I came across two half-finished pieces and combined some stanzas to make a relatively cohesive whole.

The starry satellites stand sentinel
over silent musings while an observer
of a different reality speculates on the starry host
these pinpoints of silver across the velvety blanket
blink without recognisance
Looking towards the blanket of the night sky
He sees a thousand times a thousand times a thousand
pinpoints of light and asks
“Does God shine a torch at night through the little holes?”

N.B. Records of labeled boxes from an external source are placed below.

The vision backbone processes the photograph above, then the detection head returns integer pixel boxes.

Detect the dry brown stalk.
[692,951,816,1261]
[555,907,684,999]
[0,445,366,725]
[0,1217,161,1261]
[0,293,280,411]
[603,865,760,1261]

Posting it to my crit group for giggles brought one of the group to suggest it would work as a tanka. No, not a tank top.

What is tanka? Think of it as an extended haiku.

It has a 5-7-5-7-7 syllable count, as per the Japanese guidelines (not necessarily the same in English when translated but English writers use this basic format when starting out).

Go here for an introduction: http://www.ahapoetry.com/Bare%20Bones/wfftocintro.html (with thanks to my crit member, Sean for the link. There are some wonderful examples to read.)

A quick check with my copy of Stephen Fry’s ‘The Ode Less Travelled’ and the link above, I had a grasp of the basics of tanka. And by grip I mean a loose hold. And by loose, barely touching.

And this is what I came up with:

pinpoints of silver
against the velvety black
a blanket of stars
“Does God shine a torch at night
through the little holes?” he asks

I now have a new understanding of how form can affect and benefit a piece of writing. Changing form, in this case, forced me to focus on what were the significant images I wanted to convey in the poem, leading to the final line. Sometimes it could be as simple as breaking the line or stanza arrangement. Sometimes less is more.

But changes to a piece could be in the form of changing point of view, turning a story into a poem or a poem into a short story.

Has changing form helped you with a piece of writing?